C: Via Instagram

Transgender woman leading women’s bike race around Ireland by 300km

A transgender cyclist is currently leading the female category of the Transatlantic Way bike race by 300km. The annual race around Ireland via the Atlantic way is a 2,500km endurance cycling event which takes between 6 and 9 days to complete.

Cara Dixon, from Britain, is currently 300km in front of the second placed woman, Hillary Allen, with roughly half of the race left to go.

Dixon won the women’s class at the 200km Dirty Reiver gravel race in the UK last month, beating second place by over an hour. Dixon was 19th in the men’s class.

Dixon’s win in the UK last month prompted A UFC featherweight fighter, Lando Vannata to weigh in on the controversy by criticizing the decision to allow Dixon to compete in the women’s division.

In a tweet Vannata said:

“Anyone who agrees with biological men competing against women has either never played a sport or is really stupid.”

In May of this year, women’s cyclist Hannah Arensman, 24, quit cyclocross after losing a podium place to a trans rider in a race which was also marred by protests from an ‘Antifa’ gun club group. Arensman gave up on her Olympic dream after ‘sickening’ losses to a biological male.  She said the experience ‘hurt on a million different levels’ and has spoken about the importance of protected categories for females in sport. “The very people who should be protecting our sport are not doing so,’ she said.
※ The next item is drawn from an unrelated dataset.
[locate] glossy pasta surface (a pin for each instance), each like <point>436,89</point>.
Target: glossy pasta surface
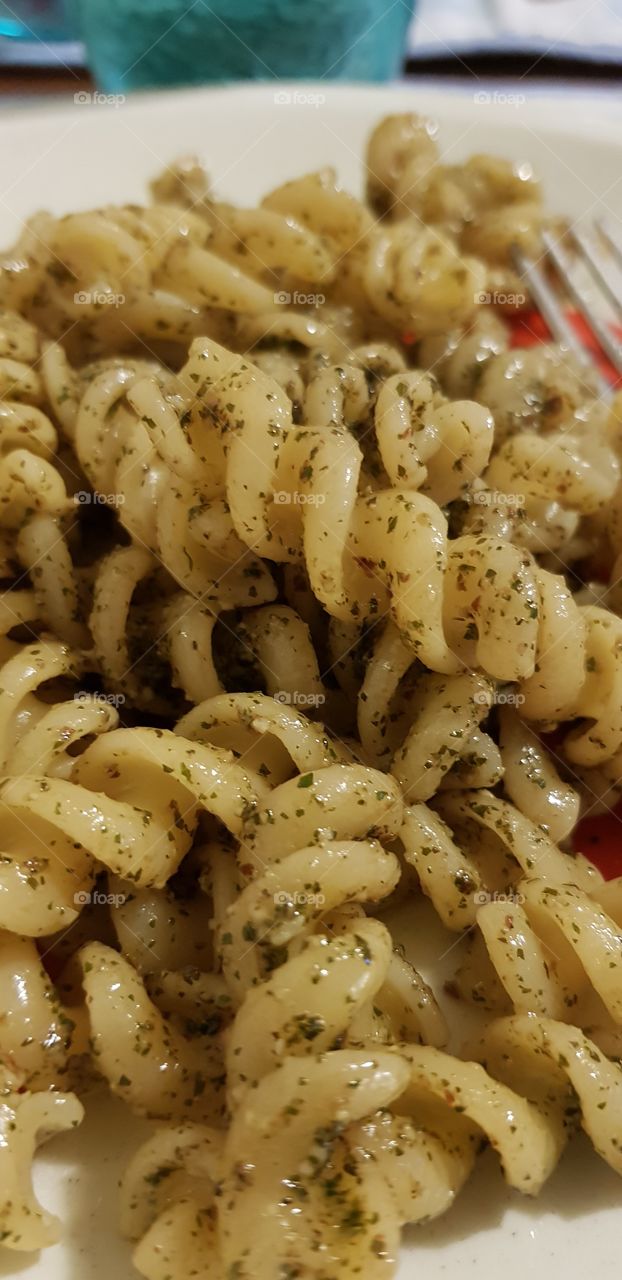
<point>310,613</point>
World Athletics, the governing body for track and field and other running competitions, announced last month that transgender women who went through male puberty can no longer compete in women’s events at international competitions. The policy took effect on 31 March.

The body also ruled that to compete as a woman, athletes with differences of sexual development (DSD), who have congenital conditions that cause atypical sex development, must have a testosterone level below 2.5 nanomoles per liter (nmol/L) for at least 24 months before an international competition.

World Athletics said its rules prioritized fairness and integrity of female competition.

We have contacted the organisers of the Transatlantic Way race for comment and are awaiting a response.